Traditionell fanden im Rahmen der DGU-Jahrestagung ein Pflegekongress für die urologischen Pflege- und Assistenzberufe, ein Schülerinnen- und Schülertag sowie ein Studierendentag für den dringend gebrauchten medizinischen Nachwuchs im Zukunftsfach Urologie statt. Auf der Industrieausstellung im CCL präsentierten rund 160 nationale und internationale Unternehmen Neues aus der Pharmaindustrie und der Medizintechnik.

Der DGU-Stand erwies sich in Leipzig, in ausnehmend guter Lage platziert, einmal mehr als hochfrequentierte Anlaufstelle. Die historische Ausstellung der Fachgesellschaft galt anlässlich des 75. Kongress-Jubiläums Aspekten von Tradition, Kontinuität und Fortschritt in einem sich wissenschaftlich stetig wandelnden Fach.

Vorstandswahl stellt Weichen für die zweite Frau an der Spitze der DGU

Mit der Wahl von Prof. Susanne Krege, Essen, zur 2. Vizepräsidentin, die der Satzung der Fachgesellschaft zufolge in der Amtsperiode 2025/2026 in das Präsidentenamt aufrücken wird, stellten die DGU-Mitglieder bei den turnusgemäßen Vorstandswahlen auf dem Kongress in Leipzig die Weichen für die zweite Frau an der Spitze der Fachgesellschaft.

Zum Schatzmeister wiedergewählt wurde Prof. Christian Bolenz, Ulm. Drei weitere Vorstandspositionen waren aufgrund des Ablaufs der Amtszeit neu zu besetzen. Zum Nachfolger von Prof. Marc-Oliver Grimm im Ressort Fort- und Weiterbildung wählten die Mitglieder Univ.-Prof. Boris Hadaschik, Essen, neu in den Vorstand. Für das zweigeteilte Ressort Wissenschaft und Praxis wurde Prof. Dr. med. Daniela Schultz-Lampel, Villingen-Schwenningen, im Bereich Klinik für eine weitere Amtszeit gewählt. Als Nachfolger von Dr. Thomas Speck, Berlin, im Bereich Praxis wurde Prof.
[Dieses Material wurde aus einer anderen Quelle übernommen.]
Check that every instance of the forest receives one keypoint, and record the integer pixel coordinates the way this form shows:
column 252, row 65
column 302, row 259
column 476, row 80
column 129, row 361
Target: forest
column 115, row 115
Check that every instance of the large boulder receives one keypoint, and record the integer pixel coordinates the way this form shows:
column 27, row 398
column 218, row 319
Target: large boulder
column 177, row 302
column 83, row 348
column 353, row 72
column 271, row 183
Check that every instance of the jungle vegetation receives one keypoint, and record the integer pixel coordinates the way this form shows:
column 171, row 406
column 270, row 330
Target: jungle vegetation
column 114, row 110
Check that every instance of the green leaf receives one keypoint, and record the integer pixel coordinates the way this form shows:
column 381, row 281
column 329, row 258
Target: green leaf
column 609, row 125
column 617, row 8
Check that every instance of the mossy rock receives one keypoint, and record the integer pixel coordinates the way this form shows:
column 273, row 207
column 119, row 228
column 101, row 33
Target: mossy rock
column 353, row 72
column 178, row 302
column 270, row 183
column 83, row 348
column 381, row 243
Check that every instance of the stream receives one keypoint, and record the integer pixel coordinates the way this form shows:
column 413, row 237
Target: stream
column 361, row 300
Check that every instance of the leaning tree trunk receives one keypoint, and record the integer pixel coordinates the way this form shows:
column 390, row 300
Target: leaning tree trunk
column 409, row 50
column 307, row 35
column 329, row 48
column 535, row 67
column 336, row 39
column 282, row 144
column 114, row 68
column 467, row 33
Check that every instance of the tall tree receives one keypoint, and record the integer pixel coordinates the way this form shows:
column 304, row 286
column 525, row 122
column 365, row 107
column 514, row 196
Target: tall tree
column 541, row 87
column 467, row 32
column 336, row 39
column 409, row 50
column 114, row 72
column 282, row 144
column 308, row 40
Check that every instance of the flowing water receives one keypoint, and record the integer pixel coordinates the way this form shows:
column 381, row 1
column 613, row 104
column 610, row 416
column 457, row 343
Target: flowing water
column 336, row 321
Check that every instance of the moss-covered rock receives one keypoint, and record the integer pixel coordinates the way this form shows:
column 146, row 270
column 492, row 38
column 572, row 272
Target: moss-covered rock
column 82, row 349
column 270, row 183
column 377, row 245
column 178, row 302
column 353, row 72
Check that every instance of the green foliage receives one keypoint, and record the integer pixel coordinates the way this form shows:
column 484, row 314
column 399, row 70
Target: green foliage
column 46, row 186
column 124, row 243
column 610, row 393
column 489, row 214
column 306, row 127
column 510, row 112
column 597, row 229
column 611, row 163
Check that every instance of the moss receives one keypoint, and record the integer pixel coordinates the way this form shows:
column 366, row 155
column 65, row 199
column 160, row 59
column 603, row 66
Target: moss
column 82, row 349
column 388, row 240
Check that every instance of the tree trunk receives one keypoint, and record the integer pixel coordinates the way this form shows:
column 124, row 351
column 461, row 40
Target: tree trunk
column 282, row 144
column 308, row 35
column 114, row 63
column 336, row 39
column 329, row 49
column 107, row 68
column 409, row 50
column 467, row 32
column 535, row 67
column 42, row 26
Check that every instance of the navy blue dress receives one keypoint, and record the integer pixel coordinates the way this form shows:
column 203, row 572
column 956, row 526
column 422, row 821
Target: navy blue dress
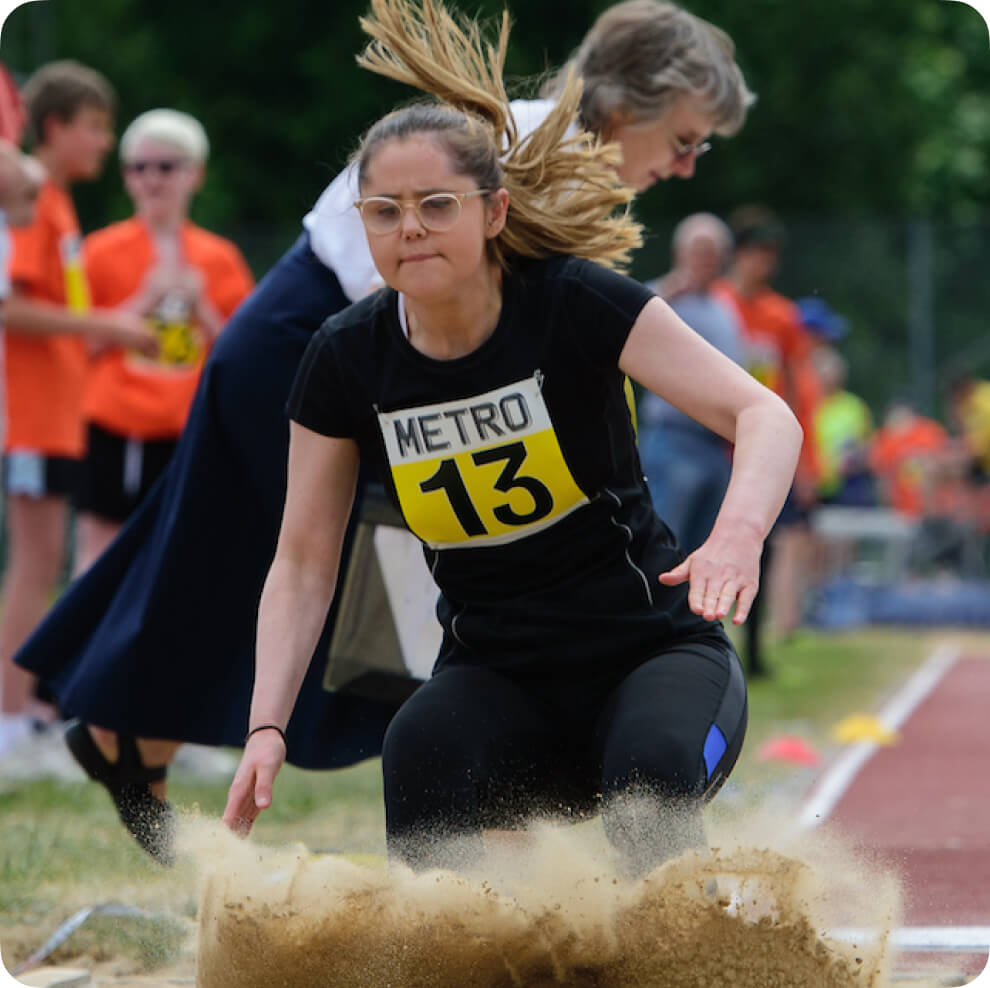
column 157, row 639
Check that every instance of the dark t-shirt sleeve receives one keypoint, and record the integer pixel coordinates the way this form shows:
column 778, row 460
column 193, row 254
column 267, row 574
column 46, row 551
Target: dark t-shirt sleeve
column 318, row 399
column 602, row 306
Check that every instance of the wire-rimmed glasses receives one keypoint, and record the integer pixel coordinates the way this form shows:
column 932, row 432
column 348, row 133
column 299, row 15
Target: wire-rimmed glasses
column 438, row 211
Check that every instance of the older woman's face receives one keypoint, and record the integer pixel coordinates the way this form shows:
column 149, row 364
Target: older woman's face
column 160, row 180
column 650, row 148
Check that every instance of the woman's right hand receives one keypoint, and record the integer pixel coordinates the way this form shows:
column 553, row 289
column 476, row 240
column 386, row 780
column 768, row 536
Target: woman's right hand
column 123, row 328
column 251, row 790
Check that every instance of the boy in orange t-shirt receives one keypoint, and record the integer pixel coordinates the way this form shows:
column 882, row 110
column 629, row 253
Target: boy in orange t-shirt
column 69, row 111
column 187, row 282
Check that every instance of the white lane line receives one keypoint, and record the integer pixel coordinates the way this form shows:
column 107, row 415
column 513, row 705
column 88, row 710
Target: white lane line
column 840, row 775
column 924, row 939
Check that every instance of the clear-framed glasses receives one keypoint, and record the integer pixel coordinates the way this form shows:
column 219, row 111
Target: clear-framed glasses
column 682, row 150
column 438, row 211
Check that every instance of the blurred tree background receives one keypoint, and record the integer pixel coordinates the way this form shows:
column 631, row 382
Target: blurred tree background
column 870, row 138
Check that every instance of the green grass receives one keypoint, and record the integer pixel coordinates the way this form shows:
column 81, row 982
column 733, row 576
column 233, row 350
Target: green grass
column 62, row 848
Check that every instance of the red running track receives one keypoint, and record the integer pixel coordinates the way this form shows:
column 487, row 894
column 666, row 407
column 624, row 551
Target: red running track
column 923, row 804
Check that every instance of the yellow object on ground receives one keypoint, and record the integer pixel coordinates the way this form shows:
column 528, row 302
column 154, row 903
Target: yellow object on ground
column 864, row 727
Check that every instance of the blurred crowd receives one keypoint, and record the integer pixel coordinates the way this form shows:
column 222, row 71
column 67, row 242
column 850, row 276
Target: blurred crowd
column 105, row 336
column 933, row 475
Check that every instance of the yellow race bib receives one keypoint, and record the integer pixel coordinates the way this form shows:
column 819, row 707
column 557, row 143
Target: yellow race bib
column 482, row 471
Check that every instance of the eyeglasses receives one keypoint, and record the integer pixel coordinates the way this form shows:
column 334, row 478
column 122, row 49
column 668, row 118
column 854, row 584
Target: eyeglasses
column 165, row 166
column 682, row 150
column 438, row 211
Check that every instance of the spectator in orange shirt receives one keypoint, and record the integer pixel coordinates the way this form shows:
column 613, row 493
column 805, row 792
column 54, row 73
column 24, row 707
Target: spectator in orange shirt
column 69, row 110
column 906, row 458
column 187, row 282
column 778, row 350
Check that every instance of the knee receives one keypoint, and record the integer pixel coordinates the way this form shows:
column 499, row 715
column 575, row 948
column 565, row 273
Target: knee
column 663, row 764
Frank König, Berlin, neu in den DGU-Vorstand gewählt.

Der weltweit drittgrößte Urologie-Kongress endete mit dem Gongschlag und der traditionellen Amtsübergabe: Prof. Martin Kriegmair übergab die Präsidentschaft an Prof. Jürgen Gschwend, München, der den 76. DGU-Kongress vom 25. bis 28. September 2024 im Congress Center Leipzig leiten wird.